Chicken Enchilada Soup

August 21, 2019
|
Created by Harmons
1 hour
Serves 4
INGREDIENTS:
  • 2 Tbsp canola oil
  • 1 cup diced yellow onion
  • 2 cloves garlic, minced
  • 1/2 cup chopped fresh cilantro
  • 1 (14 oz) diced tomatoes
  • 1 (4 oz) can diced green chiles
  • 3 cups chicken broth
  • 2/3 cup red enchilada sauce
  • 2 cups diced Harmons rotisserie chicken
  • 1 Tbsp fresh lime juice
  • 1/2 tsp ground cumin
  • 1 (14 oz) can black beans, rinsed and drained
  • 1 cup fresh or frozen corn
  • 1 cup sour cream, plus more for garnish
  • 2 cups shredded sharp cheddar cheese, plus more for garnish
  • Salt and freshly ground pepper
  • Diced avocado
  • Diced tomato
  • Tortilla strips
DIRECTIONS:

In a large, heavy pot over medium-high heat, add oil.
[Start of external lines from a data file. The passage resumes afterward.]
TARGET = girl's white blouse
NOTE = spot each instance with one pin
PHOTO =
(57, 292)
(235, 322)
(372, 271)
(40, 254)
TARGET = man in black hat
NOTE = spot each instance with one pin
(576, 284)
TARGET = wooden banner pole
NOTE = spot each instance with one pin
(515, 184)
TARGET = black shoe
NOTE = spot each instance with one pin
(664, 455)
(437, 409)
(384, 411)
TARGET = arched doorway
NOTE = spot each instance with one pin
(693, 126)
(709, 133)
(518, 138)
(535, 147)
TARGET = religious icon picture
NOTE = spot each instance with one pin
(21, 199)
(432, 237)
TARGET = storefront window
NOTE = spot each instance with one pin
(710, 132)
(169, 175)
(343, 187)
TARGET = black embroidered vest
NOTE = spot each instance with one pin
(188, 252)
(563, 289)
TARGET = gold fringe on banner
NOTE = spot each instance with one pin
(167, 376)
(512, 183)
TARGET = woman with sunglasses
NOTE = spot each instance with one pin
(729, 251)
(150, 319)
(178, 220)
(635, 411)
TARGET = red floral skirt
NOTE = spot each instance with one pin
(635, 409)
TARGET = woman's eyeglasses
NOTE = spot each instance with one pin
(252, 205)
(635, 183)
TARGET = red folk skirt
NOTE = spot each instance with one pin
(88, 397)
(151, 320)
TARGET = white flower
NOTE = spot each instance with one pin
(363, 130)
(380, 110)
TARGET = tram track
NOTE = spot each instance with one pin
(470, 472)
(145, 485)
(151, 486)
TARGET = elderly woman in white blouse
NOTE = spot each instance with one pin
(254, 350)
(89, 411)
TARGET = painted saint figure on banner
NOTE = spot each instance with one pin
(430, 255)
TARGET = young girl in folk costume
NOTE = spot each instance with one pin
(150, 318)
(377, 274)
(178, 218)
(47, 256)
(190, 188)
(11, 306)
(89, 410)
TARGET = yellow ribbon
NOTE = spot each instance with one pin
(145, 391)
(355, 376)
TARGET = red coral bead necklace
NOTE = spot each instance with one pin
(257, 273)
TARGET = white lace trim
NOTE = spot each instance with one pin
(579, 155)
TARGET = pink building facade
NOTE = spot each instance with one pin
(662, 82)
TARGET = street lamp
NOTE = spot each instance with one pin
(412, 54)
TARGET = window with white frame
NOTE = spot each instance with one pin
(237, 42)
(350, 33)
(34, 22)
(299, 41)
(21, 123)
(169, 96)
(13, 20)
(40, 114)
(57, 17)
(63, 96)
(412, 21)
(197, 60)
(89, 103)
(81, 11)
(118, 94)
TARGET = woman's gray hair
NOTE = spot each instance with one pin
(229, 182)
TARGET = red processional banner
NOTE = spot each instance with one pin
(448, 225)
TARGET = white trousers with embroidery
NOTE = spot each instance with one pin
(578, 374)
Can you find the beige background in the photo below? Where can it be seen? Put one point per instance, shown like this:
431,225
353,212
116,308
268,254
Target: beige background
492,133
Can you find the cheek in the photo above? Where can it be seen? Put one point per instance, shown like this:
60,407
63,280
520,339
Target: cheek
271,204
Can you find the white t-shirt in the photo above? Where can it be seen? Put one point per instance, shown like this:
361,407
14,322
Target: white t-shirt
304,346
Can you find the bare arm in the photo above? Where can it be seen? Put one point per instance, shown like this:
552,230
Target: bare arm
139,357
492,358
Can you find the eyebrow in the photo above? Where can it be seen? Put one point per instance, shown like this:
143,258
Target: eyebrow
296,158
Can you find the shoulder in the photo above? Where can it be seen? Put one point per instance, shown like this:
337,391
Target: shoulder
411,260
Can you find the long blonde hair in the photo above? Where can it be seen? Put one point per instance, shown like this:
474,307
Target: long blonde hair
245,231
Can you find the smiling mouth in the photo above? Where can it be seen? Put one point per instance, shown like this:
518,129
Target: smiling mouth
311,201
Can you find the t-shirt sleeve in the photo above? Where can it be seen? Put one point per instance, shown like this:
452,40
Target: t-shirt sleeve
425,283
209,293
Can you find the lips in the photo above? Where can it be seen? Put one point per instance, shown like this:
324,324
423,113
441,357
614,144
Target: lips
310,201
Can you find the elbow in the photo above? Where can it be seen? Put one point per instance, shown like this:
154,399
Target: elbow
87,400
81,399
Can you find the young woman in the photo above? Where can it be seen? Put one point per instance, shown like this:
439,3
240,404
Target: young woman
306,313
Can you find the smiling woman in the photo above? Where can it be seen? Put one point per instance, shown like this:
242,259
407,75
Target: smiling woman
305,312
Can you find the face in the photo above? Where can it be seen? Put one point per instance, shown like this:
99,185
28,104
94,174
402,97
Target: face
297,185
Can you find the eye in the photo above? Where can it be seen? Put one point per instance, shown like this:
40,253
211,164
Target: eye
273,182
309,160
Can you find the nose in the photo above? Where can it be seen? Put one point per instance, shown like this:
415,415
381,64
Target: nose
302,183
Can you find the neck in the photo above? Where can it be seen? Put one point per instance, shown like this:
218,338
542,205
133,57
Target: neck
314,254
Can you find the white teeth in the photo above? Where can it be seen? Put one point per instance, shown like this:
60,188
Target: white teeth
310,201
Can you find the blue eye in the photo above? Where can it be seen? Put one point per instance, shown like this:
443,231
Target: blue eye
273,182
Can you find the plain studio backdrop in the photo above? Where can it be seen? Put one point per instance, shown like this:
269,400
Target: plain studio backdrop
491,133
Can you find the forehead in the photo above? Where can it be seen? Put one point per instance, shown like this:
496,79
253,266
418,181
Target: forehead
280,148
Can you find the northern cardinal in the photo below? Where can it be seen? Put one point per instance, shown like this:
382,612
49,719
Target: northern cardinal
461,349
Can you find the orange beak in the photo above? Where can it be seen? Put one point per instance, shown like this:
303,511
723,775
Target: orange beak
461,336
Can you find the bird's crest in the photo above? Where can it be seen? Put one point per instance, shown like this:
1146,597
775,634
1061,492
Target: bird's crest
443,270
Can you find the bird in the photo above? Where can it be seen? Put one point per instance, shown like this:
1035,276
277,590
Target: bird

Add onions and cook until translucent, about 5 minutes. Add garlic and cilantro and cook, about 1 minute. Add tomatoes, chiles, broth, and enchilada sauce and simmer for 10 minutes.

Add chicken, lime juice, cumin, beans, and corn and continue to cook, about 10 minutes. Add sour cream, cheese, and liberally season with salt and pepper. Stir to combine. Garnish with avocado, tomato, sour cream, cheese, and tortilla strips.